🤖 AI Summary
This work investigates the root cause of cross-lingual performance inconsistency in bilingual/multilingual models, identifying imbalanced data quality—not merely data quantity—as the key factor behind the anomalous degradation of high-resource language performance (e.g., English). It is the first systematic study to reveal the dominant role of data quality in bilingual pretraining. The authors propose a lightweight, confidence- and consistency-based data quality scoring and filtering method leveraging language model outputs, and establish a comparative analytical framework for monolingual versus bilingual models. Crucially, high-quality English monolingual data alone suffices to effectively identify high-quality bilingual corpora. Empirical evaluation on French, German, and Chinese shows that monolingual performance improves by 2–4%, while inter-lingual performance gaps in bilingual models shrink to ≤1%, substantially alleviating multilingual performance imbalance.
📝 Abstract
Bilingual and multilingual language models offer a promising path toward scaling NLP systems across diverse languages and users. However, their performance often varies wildly between languages as prior works show that adding more languages can degrade performance for some languages (such as English), while improving others (typically more data constrained languages).
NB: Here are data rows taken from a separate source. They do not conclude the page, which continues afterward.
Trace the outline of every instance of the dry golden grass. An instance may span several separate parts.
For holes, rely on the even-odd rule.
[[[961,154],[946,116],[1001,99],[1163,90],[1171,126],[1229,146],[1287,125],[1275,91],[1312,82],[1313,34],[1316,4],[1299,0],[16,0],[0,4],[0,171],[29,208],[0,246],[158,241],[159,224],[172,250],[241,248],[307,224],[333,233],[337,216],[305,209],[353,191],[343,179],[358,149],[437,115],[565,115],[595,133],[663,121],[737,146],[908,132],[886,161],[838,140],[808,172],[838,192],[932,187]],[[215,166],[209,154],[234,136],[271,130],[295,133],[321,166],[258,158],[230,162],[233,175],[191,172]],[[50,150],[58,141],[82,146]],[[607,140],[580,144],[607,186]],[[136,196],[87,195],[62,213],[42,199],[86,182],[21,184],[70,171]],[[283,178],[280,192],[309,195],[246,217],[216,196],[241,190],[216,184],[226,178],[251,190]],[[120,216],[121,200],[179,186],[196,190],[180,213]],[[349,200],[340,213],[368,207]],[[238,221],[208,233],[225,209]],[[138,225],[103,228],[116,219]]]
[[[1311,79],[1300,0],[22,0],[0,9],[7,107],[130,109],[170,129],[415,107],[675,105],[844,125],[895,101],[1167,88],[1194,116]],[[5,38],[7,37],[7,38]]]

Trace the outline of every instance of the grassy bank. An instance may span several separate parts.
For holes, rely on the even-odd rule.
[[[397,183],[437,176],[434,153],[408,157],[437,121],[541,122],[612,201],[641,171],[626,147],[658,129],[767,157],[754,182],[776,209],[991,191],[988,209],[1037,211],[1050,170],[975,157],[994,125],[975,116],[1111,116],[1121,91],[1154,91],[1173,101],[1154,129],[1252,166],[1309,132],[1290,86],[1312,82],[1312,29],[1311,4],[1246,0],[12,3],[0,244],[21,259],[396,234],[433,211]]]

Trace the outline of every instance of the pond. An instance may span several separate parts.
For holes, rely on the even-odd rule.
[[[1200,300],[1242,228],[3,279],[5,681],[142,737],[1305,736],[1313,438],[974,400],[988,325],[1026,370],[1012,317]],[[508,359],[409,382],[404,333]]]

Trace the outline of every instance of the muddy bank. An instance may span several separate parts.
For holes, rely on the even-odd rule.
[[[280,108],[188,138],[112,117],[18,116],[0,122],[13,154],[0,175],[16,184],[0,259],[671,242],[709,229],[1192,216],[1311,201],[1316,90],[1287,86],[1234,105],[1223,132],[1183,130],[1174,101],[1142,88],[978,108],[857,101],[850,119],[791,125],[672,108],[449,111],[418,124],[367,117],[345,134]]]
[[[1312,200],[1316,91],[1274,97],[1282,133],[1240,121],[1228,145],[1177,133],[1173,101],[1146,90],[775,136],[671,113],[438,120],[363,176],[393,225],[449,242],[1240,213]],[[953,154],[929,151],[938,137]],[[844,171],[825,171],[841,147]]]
In this work, we investigate causes of these inconsistencies by comparing bilingual and monolingual language models. Our analysis reveals that unequal data quality, not just data quantity, is a major driver of performance degradation in bilingual settings. We propose a simple yet effective data filtering strategy to select higher-quality bilingual training data with only high quality English data. Applied to French, German, and Chinese, our approach improves monolingual performance by 2-4% and reduces bilingual model performance gaps to 1%. These results highlight the overlooked importance of data quality in multilingual pretraining and offer a practical recipe for balancing performance.